Here is the code that I have:
void InsertStringAt(char *array[], char *s, int pos)
{
if (pos<array.size())
{
*array[pos]=(s *)malloc(sizeof(s));
strcopy(*array[pos], *s);
}
else printf("Position exceeds dimensions of array.");
}
The purpose of this function is to insert the string s into position pos of array[]. Will this code accomplish that?
No, this won't do it:
first you cast the result of malloc to (s *) but s is not a type (it is a variable). Then you allocate room the size of s but s is a pointer, so you allocate only room for a pointer.

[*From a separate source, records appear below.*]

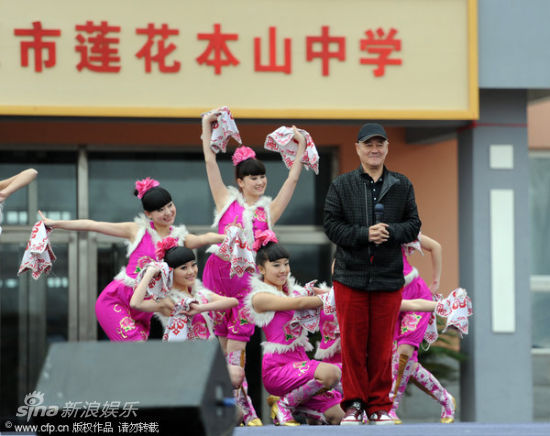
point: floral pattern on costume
(302, 367)
(330, 331)
(38, 257)
(260, 215)
(292, 330)
(410, 322)
(126, 324)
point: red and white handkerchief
(281, 140)
(235, 250)
(160, 285)
(223, 129)
(38, 256)
(455, 308)
(410, 247)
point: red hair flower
(261, 239)
(142, 186)
(165, 245)
(242, 153)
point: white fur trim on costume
(178, 232)
(142, 221)
(199, 290)
(411, 276)
(248, 212)
(261, 319)
(125, 278)
(325, 353)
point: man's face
(372, 152)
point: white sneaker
(381, 418)
(354, 414)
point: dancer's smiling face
(185, 275)
(275, 273)
(165, 216)
(253, 186)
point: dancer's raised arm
(435, 250)
(10, 185)
(217, 187)
(280, 202)
(164, 306)
(125, 230)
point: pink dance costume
(329, 349)
(234, 323)
(411, 326)
(287, 371)
(179, 327)
(119, 321)
(410, 329)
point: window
(539, 205)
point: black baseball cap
(370, 130)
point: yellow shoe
(450, 419)
(272, 401)
(256, 422)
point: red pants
(367, 321)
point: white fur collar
(411, 276)
(248, 213)
(301, 341)
(257, 285)
(144, 223)
(177, 295)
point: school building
(95, 99)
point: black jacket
(348, 215)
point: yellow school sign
(385, 59)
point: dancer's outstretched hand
(50, 224)
(166, 306)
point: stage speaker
(177, 388)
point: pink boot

Then array is declared as an array of pointers to characters. Now you don't need to dereference array anymore when you access a member. The compiler will do that and if you do that, then there is one dereferencing too many.
Do:
array[pos]= malloc(strlen(s)+1);
Lastly, in C there are no classes so array.size is invalid. You must pass the array size as a separate variable.

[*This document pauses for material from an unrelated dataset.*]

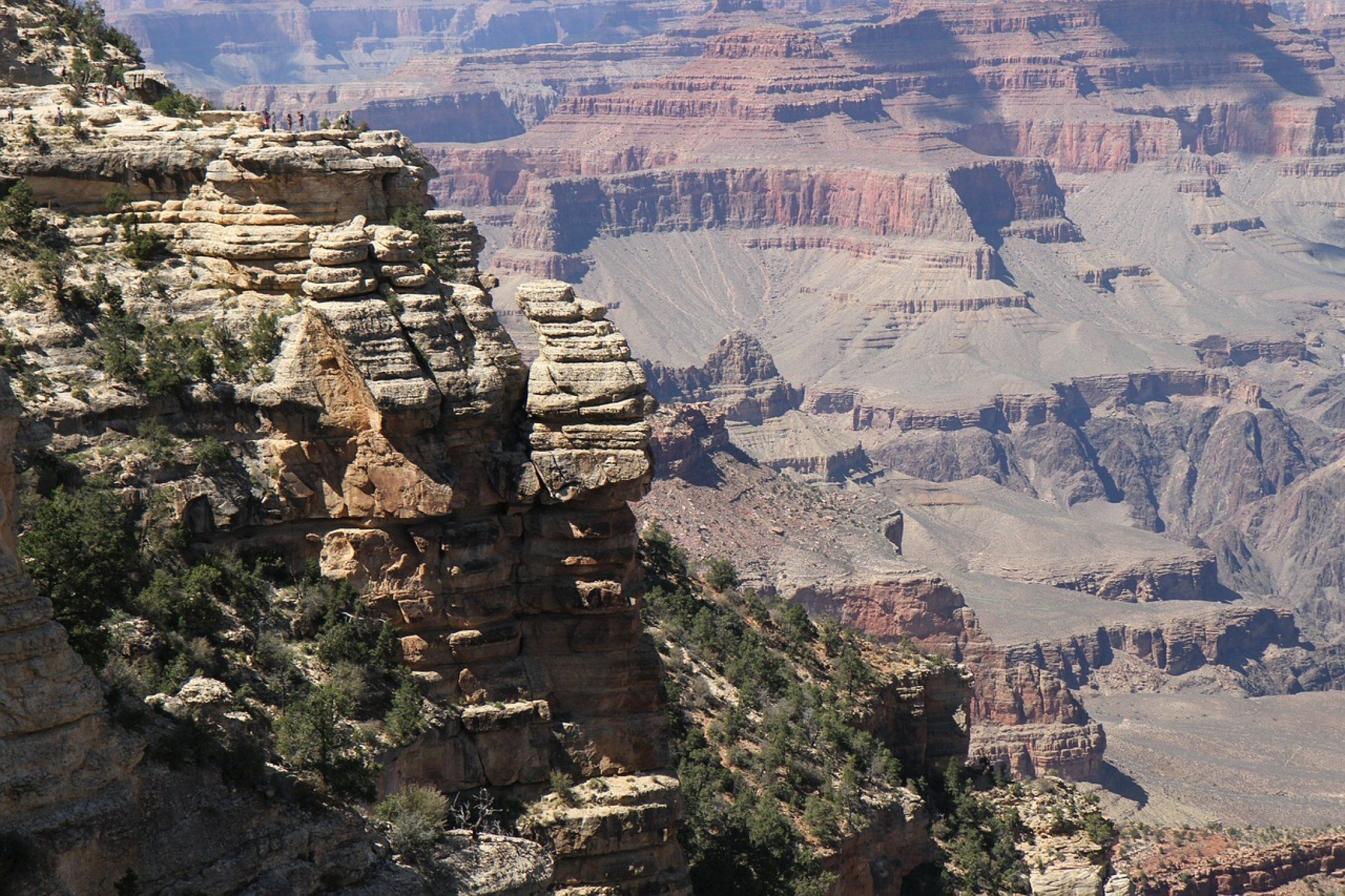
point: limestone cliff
(394, 439)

May I suggest you return an int to indicate everything was successful? E.g. no out-of-memory and pos < size?
sizeof a pointer simply gives you 8 or 4 (depending on your word size). So to get the length of a string, use strlen() from <string.h>. Also, you needn't cast the return value from malloc. So you'd get:
array[pos] = malloc(strlen(s)+1);
Notice that the dereferencing was removed, since it's already dereferenced.

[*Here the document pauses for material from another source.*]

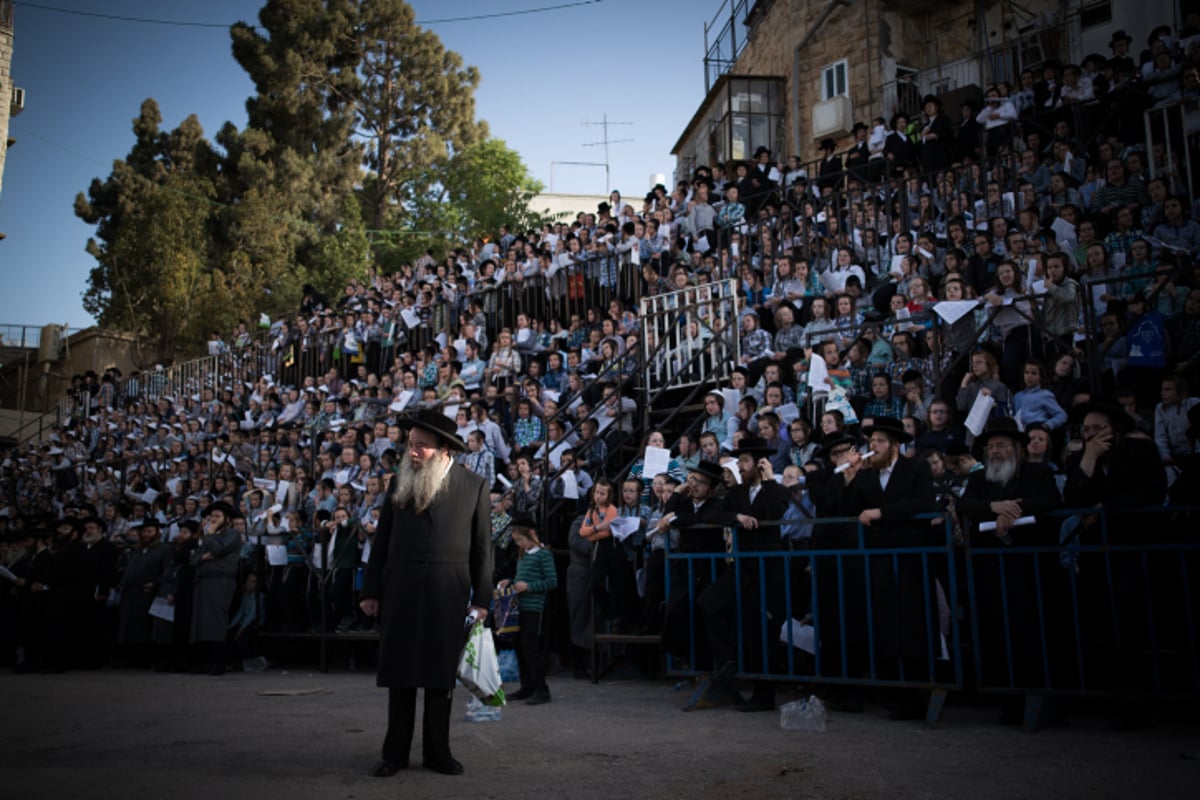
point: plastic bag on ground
(479, 668)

Also, the function is strcpy() not strcopy(). strcpy() is declared in <string.h>. But strcpy() may lead to buffer overflows, consider making your own:
int safecpy(char *s, const char *t, size_t siz)
{
size_t i;
for (i = 1; (*s = *t) && i < siz; ++i, s++, t++)
;
s[i] = 0; /* null terminate the string */
return i;
}
C arrays do not know their own size; So pass it as a separate argument. It is recommended that sizes are represented with size_t and not int.
Finally, print error messages to stderr, so they don't get pipelined into another program or redirected into a file:
else fprintf(stderr, "Position exceeds dimensions of array.");